At three months, 40 percent of patients in the study had global cognition scores similar to patients with moderate TBI, and 26 percent scored similar to patients with AD. Deficits occurred in both older and younger patients, irrespective of whether they had coexisting illness, and persisted to 12 months, with 34 percent and 24 percent still having scores similar to TBI and AD patients, respectively.

“As medical care is improving, patients are surviving their critical illness more often, but if they are surviving their critical illness with disabling forms of cognitive impairment then that is something that we will have to be aware of because just surviving is no longer good enough,” said lead author Pratik Pandharipande, M.D., MSCI, professor of Anesthesiology and Critical Care.

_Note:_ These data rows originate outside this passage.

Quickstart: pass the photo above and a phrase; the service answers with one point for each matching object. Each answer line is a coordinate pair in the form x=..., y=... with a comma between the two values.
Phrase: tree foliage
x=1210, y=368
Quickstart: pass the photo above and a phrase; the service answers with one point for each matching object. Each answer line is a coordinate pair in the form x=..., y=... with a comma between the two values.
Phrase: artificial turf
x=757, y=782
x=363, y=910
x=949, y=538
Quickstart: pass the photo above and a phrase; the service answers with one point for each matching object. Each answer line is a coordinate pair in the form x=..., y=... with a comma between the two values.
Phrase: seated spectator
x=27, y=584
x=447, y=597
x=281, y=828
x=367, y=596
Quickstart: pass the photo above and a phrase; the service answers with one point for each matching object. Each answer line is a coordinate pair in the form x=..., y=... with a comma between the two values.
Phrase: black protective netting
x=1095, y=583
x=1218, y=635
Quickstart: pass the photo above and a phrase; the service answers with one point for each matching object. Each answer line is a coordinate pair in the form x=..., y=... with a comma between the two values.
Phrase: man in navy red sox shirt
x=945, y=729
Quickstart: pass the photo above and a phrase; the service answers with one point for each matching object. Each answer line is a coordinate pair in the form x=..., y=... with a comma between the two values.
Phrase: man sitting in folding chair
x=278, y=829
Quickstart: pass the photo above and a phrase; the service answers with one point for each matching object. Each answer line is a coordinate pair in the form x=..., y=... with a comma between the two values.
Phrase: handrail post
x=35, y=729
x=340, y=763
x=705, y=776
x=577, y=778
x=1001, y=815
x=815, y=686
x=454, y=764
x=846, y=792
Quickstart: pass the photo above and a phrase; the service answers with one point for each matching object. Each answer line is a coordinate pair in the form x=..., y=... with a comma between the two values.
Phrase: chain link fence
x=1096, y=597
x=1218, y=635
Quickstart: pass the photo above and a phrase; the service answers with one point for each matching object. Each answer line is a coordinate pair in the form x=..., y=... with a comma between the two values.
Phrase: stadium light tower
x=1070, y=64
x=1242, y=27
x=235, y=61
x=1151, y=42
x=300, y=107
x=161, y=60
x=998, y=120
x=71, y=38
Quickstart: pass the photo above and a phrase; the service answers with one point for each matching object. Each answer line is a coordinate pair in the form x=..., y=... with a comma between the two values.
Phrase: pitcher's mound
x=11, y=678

“Regardless of why you come in to an ICU, you have to know that, on the back end of your critical care, you are very likely to be suffering cognitively in ways similar to a TBI patient or an AD patient, except that most of the medical profession doesn’t even know that this is happening and few around you suspect anything, leaving most to suffer in silence,” said senior author Wes Ely, M.D., professor of Medicine.

“Delirium in critically ill, hospitalized adults is a serious yet understudied issue,” said Molly Wagster, Ph.D., chief of the Behavioral & Systems Neuroscience Branch in the National Institute on Aging, part of the NIH. “These new findings provide important evidence of the extent of the problem, the imperative for greater recognition and the pressing need for solutions.”

Ely said at least some component of this brain injury may be preventable through efforts to shorten the duration of delirium in the ICU by using careful delirium monitoring and management techniques, including earlier attempts at weaning from sedatives and mobility protocols that can save lives and reduce disability.

“Even after the patient leaves the hospital, we think that cognitive rehabilitation might be helpful to somebody like this, and we have some early preliminary data supporting this,” he said.

This project was supported by grants from the National Institutes of Health (AG027472, AG035117, AG034257, AG031322, AG040157, HL111111, and 2 T32 HL087738-06), and the Veterans Affairs Tennessee Valley Geriatric Research, Education and Clinical Center and the VA Clinical Science Research and Development Service.